IIRC, there are only a few liquids that when combined are instantly explosive. Most go through a reaction (often exothermic, which is what makes playing with boombooms fundangerous) that isn't quick and gives off nasty fumes.
mdlbear: blue fractal bear with text "since 2002" (Default)

[personal profile] mdlbear 2006-08-11 05:47 am (UTC)(link)

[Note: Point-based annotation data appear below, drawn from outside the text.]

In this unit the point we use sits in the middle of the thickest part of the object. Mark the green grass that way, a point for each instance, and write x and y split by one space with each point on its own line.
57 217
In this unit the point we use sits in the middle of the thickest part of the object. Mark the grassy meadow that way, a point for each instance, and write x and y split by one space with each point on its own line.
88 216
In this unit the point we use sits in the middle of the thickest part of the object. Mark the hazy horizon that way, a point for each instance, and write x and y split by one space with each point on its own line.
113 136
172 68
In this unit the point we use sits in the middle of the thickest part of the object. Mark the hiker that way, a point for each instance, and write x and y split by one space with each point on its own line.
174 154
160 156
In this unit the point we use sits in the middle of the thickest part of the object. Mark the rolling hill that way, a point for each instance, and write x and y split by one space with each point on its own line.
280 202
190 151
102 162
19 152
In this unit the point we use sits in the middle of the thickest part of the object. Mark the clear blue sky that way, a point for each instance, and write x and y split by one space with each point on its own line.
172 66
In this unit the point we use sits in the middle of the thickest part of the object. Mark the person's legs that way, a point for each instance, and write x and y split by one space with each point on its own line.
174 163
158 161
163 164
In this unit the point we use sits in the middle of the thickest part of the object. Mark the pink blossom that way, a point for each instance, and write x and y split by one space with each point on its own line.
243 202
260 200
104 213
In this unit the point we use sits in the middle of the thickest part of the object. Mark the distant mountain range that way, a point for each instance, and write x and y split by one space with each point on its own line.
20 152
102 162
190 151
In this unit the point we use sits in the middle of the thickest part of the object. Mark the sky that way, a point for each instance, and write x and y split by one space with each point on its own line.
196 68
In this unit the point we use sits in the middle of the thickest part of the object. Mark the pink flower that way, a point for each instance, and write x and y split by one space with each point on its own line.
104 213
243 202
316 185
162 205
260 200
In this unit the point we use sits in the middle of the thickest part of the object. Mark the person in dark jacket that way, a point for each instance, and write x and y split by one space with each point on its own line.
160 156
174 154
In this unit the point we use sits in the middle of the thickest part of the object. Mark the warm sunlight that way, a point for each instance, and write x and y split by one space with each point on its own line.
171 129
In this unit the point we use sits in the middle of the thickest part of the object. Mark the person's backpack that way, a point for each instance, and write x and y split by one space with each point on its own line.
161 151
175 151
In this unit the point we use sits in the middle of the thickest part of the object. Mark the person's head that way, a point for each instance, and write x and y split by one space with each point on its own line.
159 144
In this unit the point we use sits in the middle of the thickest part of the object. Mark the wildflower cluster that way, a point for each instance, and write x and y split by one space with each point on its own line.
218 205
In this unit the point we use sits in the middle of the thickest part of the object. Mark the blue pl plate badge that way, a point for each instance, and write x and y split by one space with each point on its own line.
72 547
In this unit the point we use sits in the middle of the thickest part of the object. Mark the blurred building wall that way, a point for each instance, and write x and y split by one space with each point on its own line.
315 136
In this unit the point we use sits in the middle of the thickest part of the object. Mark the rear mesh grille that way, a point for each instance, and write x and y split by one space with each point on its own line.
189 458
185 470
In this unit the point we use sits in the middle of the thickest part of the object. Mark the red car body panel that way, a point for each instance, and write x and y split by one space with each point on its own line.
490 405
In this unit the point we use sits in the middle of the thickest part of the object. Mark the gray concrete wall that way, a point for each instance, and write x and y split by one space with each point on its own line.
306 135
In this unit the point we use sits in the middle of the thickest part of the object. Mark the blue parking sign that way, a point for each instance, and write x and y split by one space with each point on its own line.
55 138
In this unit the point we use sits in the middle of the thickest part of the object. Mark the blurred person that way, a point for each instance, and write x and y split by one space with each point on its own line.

Ceasium is significantly more reactive than sodium, which is the mildest member of the family. Sodium burns, potassium burns vigorously, rubidium explodes, and caesium explodes violently. The video in question shows the result of dropping a couple of grams of caesium into a cast-iron bathtub of water. The tub is shattered.

The liquid/slurry explosives are quite inert, even after they're mixed. No reaction at all. (Most emphatically not like making nitroglicerine.) It's a lot like mixing hydrogen and oxygen. They're very stable until they're hit by a shock wave, e.g. from a spark or a sharp impact. At which point they detonate, the way any other high explosive does -- the energy of the reaction forces the shock wave to travel supersonically. That's the definition of a high explosive.